If frontend output and on-chain state ever differ, on-chain state is authoritative.

13. Security Considerations
Security by separation, constraints, and deterministic execution

Critical operations are deterministic and either execute fully or revert.
External-call paths that handle value use protection against reentrancy patterns.
Token, controller, executors, and vaults are intentionally separated.
Permissionless execution still remains bounded by timing and balance rules.
There are no hidden admin backdoors for arbitrary minting or balance editing.
DEX interaction risk is isolated away from the core token logic.

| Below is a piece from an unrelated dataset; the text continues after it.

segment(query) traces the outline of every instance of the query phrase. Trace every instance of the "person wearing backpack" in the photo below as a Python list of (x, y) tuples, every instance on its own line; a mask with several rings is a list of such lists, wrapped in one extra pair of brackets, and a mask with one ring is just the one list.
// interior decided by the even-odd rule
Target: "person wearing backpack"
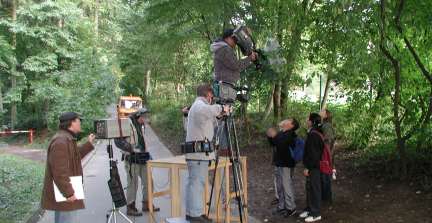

Smart contracts and DEX integrations still carry risk. No absolute security guarantee is implied.

14. What 4TEEN Is Not
Clarifications against misreading

Not an investment product
4TEEN does not promise returns, guaranteed appreciation, profit sharing, or exposure to off-chain revenue.

Not yield-bearing
There are no staking rewards, no interest, and no passive income mechanics tied to simply holding the token.

Not price-controlled
The protocol does not stabilize secondary market price. DEX price remains external to contract purchase logic.

Not risk-free
Users still face smart contract risk, market volatility, liquidity limitations, and external protocol dependency risk.

15. On-Chain Components & Verification
Main contracts and verification surface

These are the public components users can inspect directly through TRON explorers and the open repositories behind the product.

Core
FourteenToken

Core
FourteenController

Core
FourteenLiquidityController

Vault
FourteenVault

Vault
TeamLockVault

Vault
AirdropVault

Execution
LiquidityBootstrapper

Execution
LiquidityExecutorSunV3

Execution
LiquidityExecutorJustMoney

Public repositories
4teen-smart-contracts
4teen-wallet-kit
4teen-ambassador-system
liquidity-bootstrapper-cron
4teen-telegram-airdrop-bot

Final note
4TEEN should be read as a structured on-chain system. If a behavior is not defined by deployed code, it is not defined by the protocol.